Leaves a cell that raises on the second Run All — bare mlflow.create_experiment(...) calls that hit RESOURCE_ALREADY_EXISTS on re-run, file writes that fail with FileExistsError, manual mlflow.start_run() without with that leaks a RUNNING row on the next exception. See principle 7 — every cell should be safe to run twice.
Ships prose-heavy cells as wall-of-text paragraphs: 60+ word sentences, comma-separated lists embedded in running prose, multiple distinct sub-topics jammed into the same bullet, no bold labels for skim. See principle 8 — the reader needs visible structure to navigate.

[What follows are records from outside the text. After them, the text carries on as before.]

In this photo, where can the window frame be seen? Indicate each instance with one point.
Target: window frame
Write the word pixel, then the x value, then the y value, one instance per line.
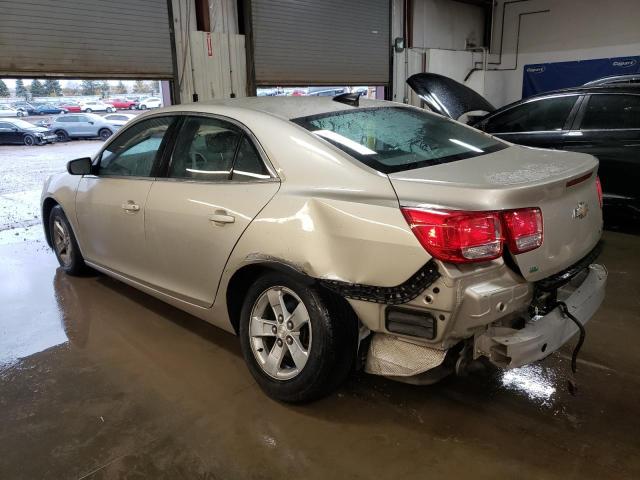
pixel 583 111
pixel 245 132
pixel 567 123
pixel 167 141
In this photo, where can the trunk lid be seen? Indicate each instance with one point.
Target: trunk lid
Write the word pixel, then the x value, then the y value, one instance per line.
pixel 519 177
pixel 446 96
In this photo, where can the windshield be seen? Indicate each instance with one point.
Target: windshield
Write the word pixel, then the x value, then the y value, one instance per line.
pixel 392 139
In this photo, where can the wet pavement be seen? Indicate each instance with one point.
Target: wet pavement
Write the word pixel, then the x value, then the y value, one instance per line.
pixel 24 169
pixel 98 380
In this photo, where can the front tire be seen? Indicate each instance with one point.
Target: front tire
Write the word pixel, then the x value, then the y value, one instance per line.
pixel 299 342
pixel 64 243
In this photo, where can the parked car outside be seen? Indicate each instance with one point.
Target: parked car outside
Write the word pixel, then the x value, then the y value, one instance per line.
pixel 9 111
pixel 405 237
pixel 118 119
pixel 24 107
pixel 123 103
pixel 71 107
pixel 85 125
pixel 47 109
pixel 603 121
pixel 24 133
pixel 96 106
pixel 149 102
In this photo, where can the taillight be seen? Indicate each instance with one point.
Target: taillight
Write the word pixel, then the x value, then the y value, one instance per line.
pixel 457 236
pixel 523 229
pixel 599 189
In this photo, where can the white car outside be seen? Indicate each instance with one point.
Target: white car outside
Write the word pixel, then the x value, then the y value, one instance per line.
pixel 96 106
pixel 118 119
pixel 150 102
pixel 7 111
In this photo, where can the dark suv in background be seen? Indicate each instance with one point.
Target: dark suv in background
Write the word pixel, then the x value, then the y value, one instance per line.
pixel 603 121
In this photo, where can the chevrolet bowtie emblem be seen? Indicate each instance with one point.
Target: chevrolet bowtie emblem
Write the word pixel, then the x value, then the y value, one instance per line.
pixel 581 210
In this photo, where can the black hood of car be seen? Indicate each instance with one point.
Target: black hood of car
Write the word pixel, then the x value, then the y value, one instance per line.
pixel 446 96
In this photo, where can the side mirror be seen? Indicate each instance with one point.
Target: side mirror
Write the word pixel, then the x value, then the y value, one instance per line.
pixel 80 166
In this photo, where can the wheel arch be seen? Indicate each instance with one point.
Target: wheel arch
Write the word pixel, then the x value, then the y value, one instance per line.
pixel 244 277
pixel 47 205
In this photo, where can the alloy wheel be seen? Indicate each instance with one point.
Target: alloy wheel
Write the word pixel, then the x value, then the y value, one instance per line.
pixel 62 242
pixel 280 333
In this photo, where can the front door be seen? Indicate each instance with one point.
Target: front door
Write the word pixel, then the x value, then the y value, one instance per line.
pixel 216 183
pixel 110 206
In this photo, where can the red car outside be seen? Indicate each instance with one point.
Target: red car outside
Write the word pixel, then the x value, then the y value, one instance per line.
pixel 123 103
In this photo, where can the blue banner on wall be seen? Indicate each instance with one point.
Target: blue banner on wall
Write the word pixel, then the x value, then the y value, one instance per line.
pixel 542 77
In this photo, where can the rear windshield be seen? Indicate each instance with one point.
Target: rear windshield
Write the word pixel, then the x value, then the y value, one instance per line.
pixel 393 139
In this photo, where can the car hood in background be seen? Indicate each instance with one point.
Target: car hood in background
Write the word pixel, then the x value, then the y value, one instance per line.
pixel 446 96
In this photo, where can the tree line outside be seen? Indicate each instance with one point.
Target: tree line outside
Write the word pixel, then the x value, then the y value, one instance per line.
pixel 53 88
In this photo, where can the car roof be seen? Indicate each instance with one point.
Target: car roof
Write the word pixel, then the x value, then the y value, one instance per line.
pixel 619 88
pixel 285 107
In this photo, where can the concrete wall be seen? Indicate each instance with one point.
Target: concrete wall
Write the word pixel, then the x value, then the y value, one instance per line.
pixel 571 30
pixel 441 29
pixel 211 73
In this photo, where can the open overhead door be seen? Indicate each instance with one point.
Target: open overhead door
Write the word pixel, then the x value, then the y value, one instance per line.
pixel 329 42
pixel 85 38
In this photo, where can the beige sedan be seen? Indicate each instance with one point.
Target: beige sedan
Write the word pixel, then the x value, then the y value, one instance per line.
pixel 340 233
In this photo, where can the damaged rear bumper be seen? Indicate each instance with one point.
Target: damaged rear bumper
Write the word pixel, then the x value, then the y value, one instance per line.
pixel 510 348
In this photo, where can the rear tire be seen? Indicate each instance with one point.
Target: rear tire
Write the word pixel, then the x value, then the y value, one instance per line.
pixel 105 133
pixel 274 359
pixel 64 243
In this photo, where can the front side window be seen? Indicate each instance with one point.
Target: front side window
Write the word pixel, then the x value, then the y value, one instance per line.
pixel 544 115
pixel 612 112
pixel 392 139
pixel 136 150
pixel 205 149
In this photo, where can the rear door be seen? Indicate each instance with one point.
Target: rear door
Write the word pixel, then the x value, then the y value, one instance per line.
pixel 608 127
pixel 216 183
pixel 110 206
pixel 541 122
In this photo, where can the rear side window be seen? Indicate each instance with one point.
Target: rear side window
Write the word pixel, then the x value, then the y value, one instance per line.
pixel 612 112
pixel 393 139
pixel 136 150
pixel 205 149
pixel 544 115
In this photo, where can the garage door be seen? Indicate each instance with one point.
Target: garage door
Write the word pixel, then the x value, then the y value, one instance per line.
pixel 307 42
pixel 92 38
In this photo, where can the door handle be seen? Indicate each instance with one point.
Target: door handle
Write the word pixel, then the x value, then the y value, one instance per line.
pixel 222 218
pixel 130 206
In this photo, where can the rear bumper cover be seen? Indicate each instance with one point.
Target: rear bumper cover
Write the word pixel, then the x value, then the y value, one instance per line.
pixel 510 348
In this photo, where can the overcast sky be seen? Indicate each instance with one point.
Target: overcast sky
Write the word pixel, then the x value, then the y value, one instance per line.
pixel 11 83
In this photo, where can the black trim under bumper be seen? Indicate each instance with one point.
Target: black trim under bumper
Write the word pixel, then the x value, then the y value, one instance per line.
pixel 403 293
pixel 554 281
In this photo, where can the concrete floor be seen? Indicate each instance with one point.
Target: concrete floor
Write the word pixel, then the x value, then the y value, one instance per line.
pixel 98 380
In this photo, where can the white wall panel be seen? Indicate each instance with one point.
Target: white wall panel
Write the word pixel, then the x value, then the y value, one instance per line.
pixel 85 38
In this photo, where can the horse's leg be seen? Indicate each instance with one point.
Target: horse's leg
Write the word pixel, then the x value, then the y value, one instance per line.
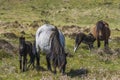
pixel 54 69
pixel 20 60
pixel 48 62
pixel 38 59
pixel 24 63
pixel 106 43
pixel 98 42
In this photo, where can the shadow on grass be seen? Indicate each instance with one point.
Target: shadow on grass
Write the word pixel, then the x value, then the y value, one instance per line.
pixel 40 68
pixel 78 73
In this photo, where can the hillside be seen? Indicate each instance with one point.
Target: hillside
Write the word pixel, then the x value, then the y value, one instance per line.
pixel 70 16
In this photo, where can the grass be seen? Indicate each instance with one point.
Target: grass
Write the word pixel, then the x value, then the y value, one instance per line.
pixel 62 12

Couples the tutorial to the author's machine: states this PC's specs as the reader's ("your 8 GB GPU"), narrates build/run history ("verified on this laptop", "added to the project earlier"), bakes in the author's hardware-dependent pick with no alternatives, or presents a one-off machine-dependent number (latency, VRAM, a home-directory path) as a universal fact. See principle 10 — write for a public reader on unknown hardware.

Out of scope

Editing the upstream MLflow library or filing issues against it.
Generic Python or scikit-learn tutorials unrelated to MLflow.
Adding dependencies (use uv-deps).
Staging and committing the resulting edits (use git-staging and commit-message).
Setting up CI, deployment, or non-teaching infrastructure.